Will winter bring a cooling off of what has been a red-hot and record-setting Warren County residential real estate market?

Numbers indicate the traditional slowing of homebuying activity during the winter may carry over into the new year and alter a market that has favored sellers for the past couple years.

The county’s growth, coupled with inexpensive borrowing, created a homebuying market that veteran Realtors like Alan Read of Crye-Leike Executive Realty had never seen.

“This has been a phenomenal couple of years,” Read said. “We have gone through the strongest seller’s market people can remember around here.”

Statistics bear that out. The number of homes sold by Realtors in Warren County has skyrocketed from 1,300 in 2014 to a record 1,637 last year, and that record could be eclipsed if 70 or so homes move before New Year’s Day.

That record demand has driven up prices, with the average selling price of homes in the county swelling from $160,000 in 2009 to $219,000 this year.

Such hyperactivity cut into the inventory of homes, further inflating prices. Jeremy Dawson of Coldwell Banker Legacy Real Estate pointed out that in early 2015 the county’s Realtors had 435 homes listed. That number has dropped to close to 300 at times during the past couple of years.

“I never thought we’d see the number (of homes on the market) that low,” said Dawson, who has been in the real estate business for nearly 20 years.

Inventory that low translated into sellers getting close to 98 percent of their asking price during many recent months. But such off-the-charts numbers gave rise to another trend that promises to stabilize the market.

Homebuilding, which had slumped in the wake of the 2008-09 recession, has rebounded at a frenzied pace. Figures provided by the City-County Planning Commission of Warren County show that the number of single-family lots approved exploded from 47 in 2012 to 1,121 in 2017. Multifamily unit approvals grew from 457 to 2,212 in the same period.

The final numbers aren’t in for 2018, but planning commission Executive Director Ben Peterson said in an email: “I believe it will be another record year for total activity, especially construction. We definitely saw more single-family and less multifamily than in 2017.”

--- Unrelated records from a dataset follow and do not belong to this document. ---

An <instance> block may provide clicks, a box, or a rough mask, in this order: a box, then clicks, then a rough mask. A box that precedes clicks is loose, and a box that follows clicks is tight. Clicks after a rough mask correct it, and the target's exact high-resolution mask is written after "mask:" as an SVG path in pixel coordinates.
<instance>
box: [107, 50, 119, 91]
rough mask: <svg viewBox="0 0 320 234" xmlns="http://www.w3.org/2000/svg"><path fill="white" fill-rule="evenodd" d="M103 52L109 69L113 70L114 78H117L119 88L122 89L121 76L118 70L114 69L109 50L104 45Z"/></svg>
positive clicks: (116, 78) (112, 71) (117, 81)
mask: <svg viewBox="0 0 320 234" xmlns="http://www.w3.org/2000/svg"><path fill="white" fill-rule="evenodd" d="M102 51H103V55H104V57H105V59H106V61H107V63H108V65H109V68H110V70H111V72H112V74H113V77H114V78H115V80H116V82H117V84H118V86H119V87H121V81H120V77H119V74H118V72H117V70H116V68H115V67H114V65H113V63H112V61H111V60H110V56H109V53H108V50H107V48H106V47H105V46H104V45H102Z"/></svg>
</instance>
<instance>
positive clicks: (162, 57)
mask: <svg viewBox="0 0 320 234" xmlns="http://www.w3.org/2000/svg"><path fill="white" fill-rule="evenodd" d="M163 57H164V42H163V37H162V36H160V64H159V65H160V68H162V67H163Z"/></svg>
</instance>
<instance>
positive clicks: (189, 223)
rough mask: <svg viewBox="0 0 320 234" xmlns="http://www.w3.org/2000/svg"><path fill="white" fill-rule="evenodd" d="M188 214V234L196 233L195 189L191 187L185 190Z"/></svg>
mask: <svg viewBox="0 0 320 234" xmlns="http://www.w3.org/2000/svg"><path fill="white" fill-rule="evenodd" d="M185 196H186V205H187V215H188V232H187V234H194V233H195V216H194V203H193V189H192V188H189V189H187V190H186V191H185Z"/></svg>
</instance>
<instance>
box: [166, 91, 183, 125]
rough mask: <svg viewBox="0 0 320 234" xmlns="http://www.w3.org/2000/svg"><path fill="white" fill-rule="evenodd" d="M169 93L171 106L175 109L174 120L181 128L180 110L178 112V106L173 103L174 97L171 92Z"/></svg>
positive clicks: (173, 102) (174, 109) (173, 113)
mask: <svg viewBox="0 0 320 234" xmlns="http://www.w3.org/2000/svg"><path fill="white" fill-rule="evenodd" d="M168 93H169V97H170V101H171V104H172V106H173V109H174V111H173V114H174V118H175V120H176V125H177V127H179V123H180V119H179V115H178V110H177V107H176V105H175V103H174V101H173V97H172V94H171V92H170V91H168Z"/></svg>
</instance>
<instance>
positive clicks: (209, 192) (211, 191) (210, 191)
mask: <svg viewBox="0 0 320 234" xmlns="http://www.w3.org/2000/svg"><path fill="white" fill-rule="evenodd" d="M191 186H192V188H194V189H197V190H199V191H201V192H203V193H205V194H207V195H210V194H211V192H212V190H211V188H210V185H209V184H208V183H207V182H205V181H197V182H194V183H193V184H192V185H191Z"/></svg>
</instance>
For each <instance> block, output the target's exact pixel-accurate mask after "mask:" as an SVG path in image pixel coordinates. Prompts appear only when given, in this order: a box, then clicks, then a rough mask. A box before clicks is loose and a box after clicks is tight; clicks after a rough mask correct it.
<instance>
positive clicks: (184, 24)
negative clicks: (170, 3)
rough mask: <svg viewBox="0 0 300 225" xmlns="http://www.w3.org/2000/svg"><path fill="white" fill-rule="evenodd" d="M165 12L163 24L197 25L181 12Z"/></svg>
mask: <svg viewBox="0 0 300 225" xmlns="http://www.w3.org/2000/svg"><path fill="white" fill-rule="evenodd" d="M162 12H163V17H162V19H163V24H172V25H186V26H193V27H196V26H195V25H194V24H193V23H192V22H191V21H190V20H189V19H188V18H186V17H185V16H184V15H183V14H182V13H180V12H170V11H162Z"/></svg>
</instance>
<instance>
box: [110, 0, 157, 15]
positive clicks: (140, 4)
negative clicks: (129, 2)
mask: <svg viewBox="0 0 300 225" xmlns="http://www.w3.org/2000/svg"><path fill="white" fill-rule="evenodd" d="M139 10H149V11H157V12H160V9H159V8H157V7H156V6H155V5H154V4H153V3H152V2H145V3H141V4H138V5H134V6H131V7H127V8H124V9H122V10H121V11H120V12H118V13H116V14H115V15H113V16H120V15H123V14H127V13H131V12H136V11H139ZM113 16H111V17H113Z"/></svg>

As a result, the inventory of homes is growing. According to the Realtors Association of Southern Kentucky, Warren County had 614 homes listed for sale Nov. 30, a big increase from the 451 homes listed on the same date in 2017.

Much of that growth is due to the building boom, says Realtor Ron Cummings of Century 21 Premier Realty. He pointed out that 183 of the homes are classified as new construction.

Those are primarily higher-end homes, driving the average price of active listings up to its current figure of $320,797.

Those homes aren’t moving as quickly as they have been in recent months. The current average days on market of 138 is up from 111 a year ago. Coupled with that is a slight decrease in the list-to-sale ratio. Homes in Warren County fetched 97.8 percent of their asking price in November 2017. That figure was down to 96.68 percent last month.

Such incremental trends aren’t lost on real estate pros like Cummings, who said: “It has been a seller’s market for 18 to 20 months. Right now it’s probably neutral, but it’s leaning toward a buyer’s market.”

That would be in step with national trends. The National Association of Realtors is projecting that sales of existing homes will decline 3.1 percent this year and continue to decline in 2019. The group also forecasts home prices will fall 2.5 percent next year.

Those trends could translate to a slowdown in the Warren County housing market, but Read doesn’t expect a dramatic change.

“Along about July you could see it shifting some as the Federal Reserve raised interest rates a little bit,” he said. “You started seeing people waiting a little more as they saw how much prices had gone up.”

But that sort of slight cooling-off in a market that has been going full bore may not mean an immediate shift to a buyer’s market, Read reasons.

“Instead of going 100 miles an hour,” he said, “maybe it will slow down to 80.”